"Analysis of the poisoned image indicates that the bundled KICS binary was modified to include data collection and exfiltration capabilities not present in the legitimate version," Socket said.
Socket's analysis and the nature of the compromise
Software supply chain security company Socket published an alert today describing malicious images pushed to the official checkmarx/kics Docker Hub repository. Socket reported that the altered KICS binary could generate an uncensored scan report, encrypt it, and send it to an external endpoint — capabilities that were not present in the legitimate KICS release and which create a significant data-exfiltration risk for users.
Compromised Docker Hub tags and repository status
According to Socket, unknown threat actors overwrote existing Docker tags, including v2.1.20 and alpine, and introduced a new v2.1.21 tag that does not correspond to any official release. Socket said the Docker repository has been archived as of writing. The combination of overwritten official tags and an undocumented tag increases the chance downstream users pulled poisoned images by mistake or through automated tooling.
Malicious Microsoft Visual Studio Code extensions and Bun-based addon
Socket's follow-up analysis identified related Checkmarx developer tooling that may have been affected. Recent Microsoft Visual Studio Code extension releases contained malicious code designed to download and run a remote addon through the Bun runtime. Socket reported that the behavior appeared in extension versions 1.17.0 and 1.19.0, was removed in 1.18.0, and relied on a hardcoded GitHub URL to fetch and run additional JavaScript without user confirmation or integrity verification.
Practical risk: credentials and configuration exposed to scans
Socket warned that organizations which used the affected KICS image to scan Terraform, CloudFormation, or Kubernetes configurations should treat any secrets or credentials exposed to those scans as likely compromised. The altered KICS behavior — producing uncensored reports and transmitting them externally — directly targets the output of infrastructure-as-code scans, which often contain credentials or sensitive configuration data.
What this means for security teams, procurement leaders, and end users
- Security teams: Investigate any use of the checkmarx/kics images with tags v2.1.20, alpine, or v2.1.21 and assume that secrets exposed during those scans may be compromised. Review recent deployments and automated pipelines that pull those tags and consider rotation of any credentials that were scanned.
- Procurement and vendor-risk teams: Treat Socket's statement that "the evidence suggests this is not an isolated Docker Hub incident, but part of a broader supply chain compromise affecting multiple Checkmarx distribution channels" as a prompt to audit the provenance of developer tooling and distribution channels from Checkmarx and related vendors.
- End users and developer-tooling owners: Audit installed Visual Studio Code extensions for versions 1.17.0 and 1.19.0 of the affected Checkmarx extensions and examine whether any execution of remote code via the Bun runtime occurred, given the extensions' use of a hardcoded GitHub URL to fetch additional JavaScript without user confirmation or integrity checks.

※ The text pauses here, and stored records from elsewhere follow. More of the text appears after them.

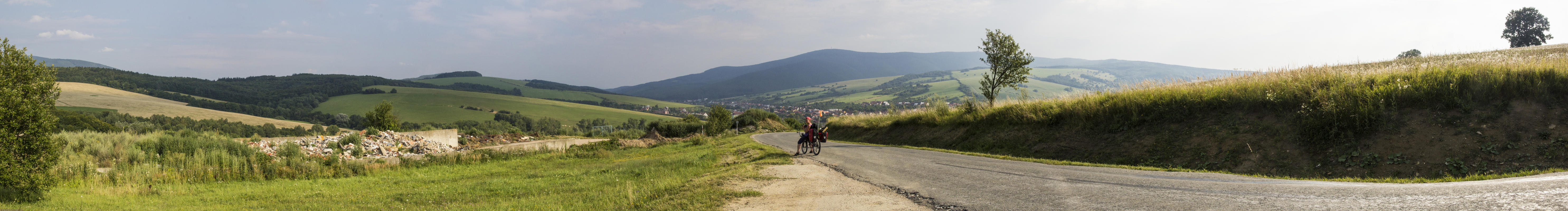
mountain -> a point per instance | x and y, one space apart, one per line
70 63
814 68
540 90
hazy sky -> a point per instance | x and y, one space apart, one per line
620 43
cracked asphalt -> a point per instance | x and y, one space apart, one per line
960 182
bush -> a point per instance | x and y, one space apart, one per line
680 129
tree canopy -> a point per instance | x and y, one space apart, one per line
719 121
382 118
1526 27
1007 65
1409 54
27 102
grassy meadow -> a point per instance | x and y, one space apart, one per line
444 106
87 108
1448 116
535 93
857 91
604 176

Socket's alert frames the incident as more than a single Docker Hub tampering: the company emphasizes a possible supply chain compromise spanning multiple Checkmarx distribution channels. The practical effect, in Socket's view, is elevated risk for teams that run automated infrastructure-as-code scans or that installed the implicated VS Code extension versions.

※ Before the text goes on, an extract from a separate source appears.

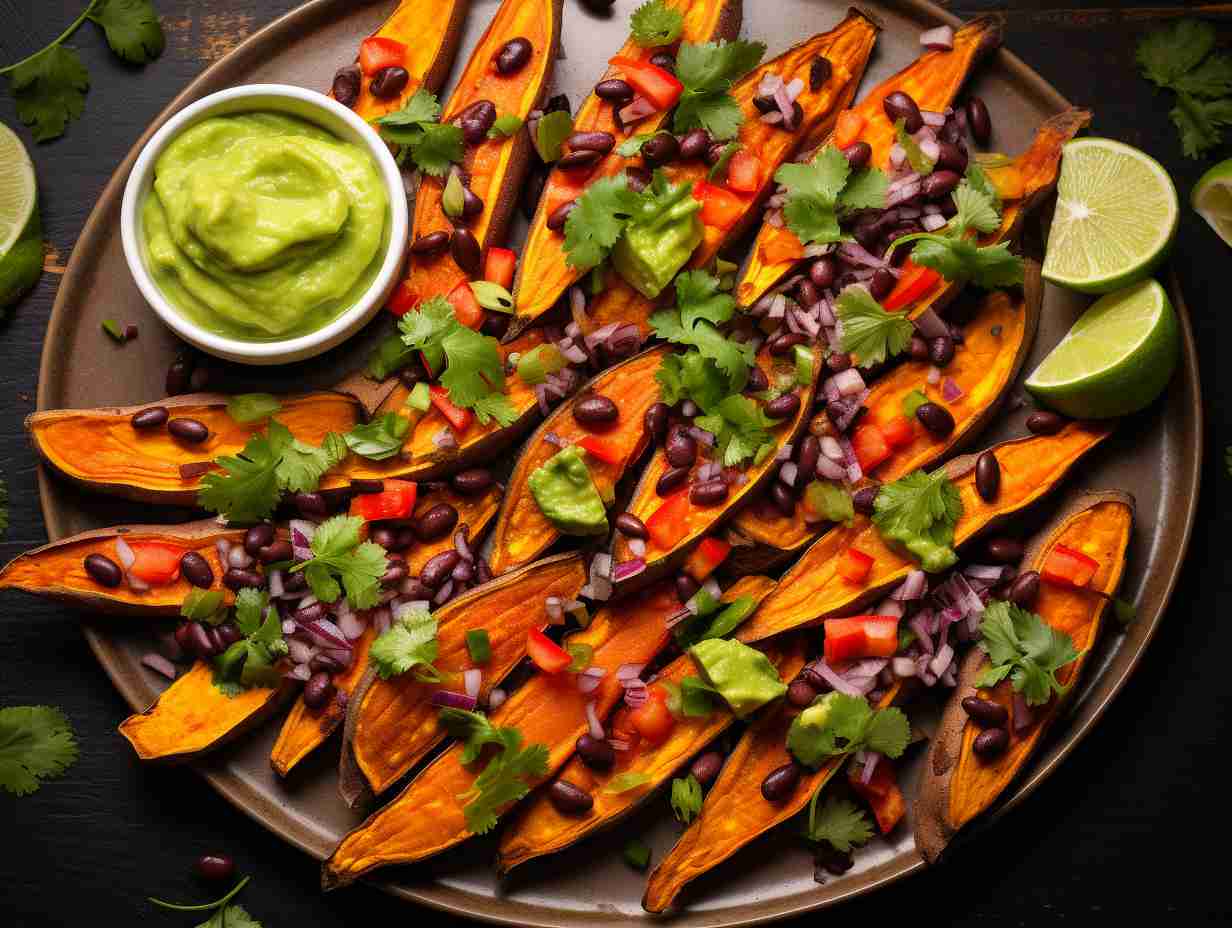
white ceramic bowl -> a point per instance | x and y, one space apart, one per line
307 105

The Hacker News has contacted Checkmarx for further information, and will update the report if we hear back. For now, the concrete artifacts called out by Socket — the overwritten tags v2.1.20 and alpine, the spurious v2.1.21 tag, and the Visual Studio Code extension behavior in versions 1.17.0, 1.18.0, and 1.19.0 — offer specific, actionable starting points for organizations to inspect pipelines, rotate credentials, and quarantine suspect tooling.